Workday's (WDAY -1.95%) stock price has risen 35% over the past 12 months as the cloud-based human capital management (HCM) services provider impressed investors with its stable growth and rising margins in a tough macro environment.

Back in late August, I said Workday's stock still had room to run and looked reasonably valued relative to its growth potential. Its recent rollout of new artificial intelligence (AI) features seemingly supported that bullish view. But an unexpected reduction to its long-term guidance overshadowed that positive development. Let's review this green flag and red flag for Workday's future, and see if its stock is still a worthwhile long-term investment.

Two software developers create a mobile app.

Image source: Getty Images.

The green flag: Its new AI marketplace

Workday's platform -- which is used for staffing, payroll, budgeting, and analytics purposes -- hosts a lot of data for more than 10,000 organizations worldwide. Therefore it makes sense to use AI tools to crunch all of that data more efficiently.

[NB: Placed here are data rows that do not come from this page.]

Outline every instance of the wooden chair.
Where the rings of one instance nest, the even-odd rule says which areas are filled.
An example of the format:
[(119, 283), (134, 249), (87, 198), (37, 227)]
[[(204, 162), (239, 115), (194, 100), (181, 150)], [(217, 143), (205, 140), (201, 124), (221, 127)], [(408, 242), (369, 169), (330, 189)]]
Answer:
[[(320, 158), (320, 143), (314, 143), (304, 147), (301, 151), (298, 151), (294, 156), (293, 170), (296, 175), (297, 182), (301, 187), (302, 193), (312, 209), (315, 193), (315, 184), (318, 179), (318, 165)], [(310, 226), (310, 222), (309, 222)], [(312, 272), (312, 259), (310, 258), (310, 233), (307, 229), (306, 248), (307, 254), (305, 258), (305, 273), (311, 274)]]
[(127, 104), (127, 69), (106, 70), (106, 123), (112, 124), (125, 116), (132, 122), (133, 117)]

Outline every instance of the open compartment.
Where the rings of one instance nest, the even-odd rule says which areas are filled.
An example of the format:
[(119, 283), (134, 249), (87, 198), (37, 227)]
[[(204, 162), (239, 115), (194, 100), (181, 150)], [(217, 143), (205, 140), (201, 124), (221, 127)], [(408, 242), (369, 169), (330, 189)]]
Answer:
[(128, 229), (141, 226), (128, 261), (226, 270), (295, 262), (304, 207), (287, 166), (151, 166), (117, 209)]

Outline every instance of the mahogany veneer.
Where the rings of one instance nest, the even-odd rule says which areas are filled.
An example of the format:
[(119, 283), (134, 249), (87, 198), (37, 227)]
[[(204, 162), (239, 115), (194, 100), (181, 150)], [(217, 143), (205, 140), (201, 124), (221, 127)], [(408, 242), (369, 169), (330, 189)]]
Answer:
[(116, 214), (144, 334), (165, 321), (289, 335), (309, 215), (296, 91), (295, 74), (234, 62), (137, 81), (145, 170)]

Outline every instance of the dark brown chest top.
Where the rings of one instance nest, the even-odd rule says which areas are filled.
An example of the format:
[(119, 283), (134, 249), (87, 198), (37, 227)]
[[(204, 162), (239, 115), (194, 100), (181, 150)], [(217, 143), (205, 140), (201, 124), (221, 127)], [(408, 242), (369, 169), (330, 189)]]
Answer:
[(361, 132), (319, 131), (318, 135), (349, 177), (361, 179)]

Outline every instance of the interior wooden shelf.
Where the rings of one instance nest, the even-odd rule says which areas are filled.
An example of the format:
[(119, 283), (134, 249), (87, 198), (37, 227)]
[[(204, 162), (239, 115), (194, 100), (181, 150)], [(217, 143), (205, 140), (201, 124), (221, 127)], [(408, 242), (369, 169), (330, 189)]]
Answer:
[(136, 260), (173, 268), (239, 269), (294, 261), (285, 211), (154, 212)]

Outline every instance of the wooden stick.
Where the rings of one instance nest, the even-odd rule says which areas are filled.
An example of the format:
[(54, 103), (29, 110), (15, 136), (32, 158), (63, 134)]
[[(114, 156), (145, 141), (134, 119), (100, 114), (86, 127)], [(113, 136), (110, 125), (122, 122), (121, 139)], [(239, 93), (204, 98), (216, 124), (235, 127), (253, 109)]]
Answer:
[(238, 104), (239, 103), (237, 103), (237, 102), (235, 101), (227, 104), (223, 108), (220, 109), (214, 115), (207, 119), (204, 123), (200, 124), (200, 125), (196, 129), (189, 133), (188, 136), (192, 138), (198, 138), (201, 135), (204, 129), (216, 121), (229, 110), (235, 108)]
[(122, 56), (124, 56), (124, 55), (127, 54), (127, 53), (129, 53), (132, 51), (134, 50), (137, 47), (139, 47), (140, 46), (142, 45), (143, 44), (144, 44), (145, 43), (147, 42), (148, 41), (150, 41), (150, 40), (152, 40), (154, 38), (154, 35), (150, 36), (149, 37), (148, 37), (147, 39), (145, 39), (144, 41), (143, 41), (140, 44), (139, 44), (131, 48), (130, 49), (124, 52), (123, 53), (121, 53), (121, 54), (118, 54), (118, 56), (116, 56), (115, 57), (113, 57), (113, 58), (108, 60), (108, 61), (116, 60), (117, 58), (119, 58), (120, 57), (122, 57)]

That's why the company just hopped aboard the AI bandwagon with its Workday AI Marketplace, which hosts AI and machine learning (ML) apps and directly integrates them into its main HCM platform. Those apps can be created with third-party development tools or Workday Extend, its first-party platform for creating custom apps that can be tethered to its own large language models. It will also bundle together all of its AI and ML apps in its new Workday AI Gateway.

Workday is already running a beta test for the AI Marketplace with 15 early adopters, including Amazon and Accenture, and it will officially launch in the first half of 2024. It's also introducing new generative AI features to perform common tasks like analyzing contracts, writing job descriptions and knowledge base articles, and creating employee growth plans.

Co-CEO Aneel Bhusri said the new AI Marketplace would enable its customers to "harness the incredible amount of AI innovation happening today" and "give them the peace of mind in knowing that each solution is proven, trusted, and meets Workday's stringent standards for responsible AI." Those new features could lock in its customers, ensure its net revenue retention rate remains above 100%, and widen its moat against bigger and more diversified competitors like Oracle.

The red flag: A slight reduction to its long-term guidance

Workday previously claimed it could grow its annual subscription revenue by at least 20% over the long term. Its subscription revenue rose 22.5% in fiscal 2023 (which ended in January 2023), but it only expects 18% growth in fiscal 2024.

That slowdown wasn't surprising, since its near-term growth has been throttled by the macro headwinds, but co-CEO Carl Eschenbach said it was still "positioning the business to return to 20%-plus subscription revenue growth when the environment improves" during the company's fourth-quarter conference call in February. Eschenbach reiterated that goal during the company's first-quarter conference call in May, but he curiously didn't mention it again during its second-quarter conference call in August.

During its investor day presentation on Sept. 27, Workday management abruptly reduced that guidance to just 17%-19% annual growth in subscription revenue over the next three years. That guidance cut wasn't disastrous, but it caused Workday's stock price to drop 8% on Sept. 28 as investors realized its slowdown would drag on for a lot longer than it had initially anticipated.

Workday expects to maintain an annual adjusted operating margin of 25% through the end of fiscal 2026, which would represent a steady expansion from its target adjusted operating margin of 23.5% for fiscal 2024. However, investors might have been expecting a more significant expansion in its operating margins as its revenue growth cooled off.

This could be a good buying opportunity

Workday's guidance cut was certainly disappointing. But at $210, it trades at just 38 times this year's adjusted earnings and 32 times next year's adjusted earnings. Those valuations are reasonable relative to those of its industry peers.

For reference, ServiceNow, the digital workflow services provider that is growing slightly faster than Workday, trades at 45 times forward earnings. Salesforce, the customer relationship management (CRM) leader that is growing at a slower rate than Workday, trades at 26 times forward earnings.

If Workday can continue to grow its subscription revenue at 17%-19% annually over the next three years as it consistently expands its operating margins, it could still be a great investment. Furthermore, Workday still expects its key investments to drive its growth "beyond fiscal 2027" as its operating efficiencies "drive scale across its business."

Workday's upside potential might be limited over the next few quarters, but it still has the potential to generate multibagger returns even if it only maintains a high-teens revenue growth rate over the next few years. In other words, it's a good growth stock for long-term investors who can tune out all the near-term noise.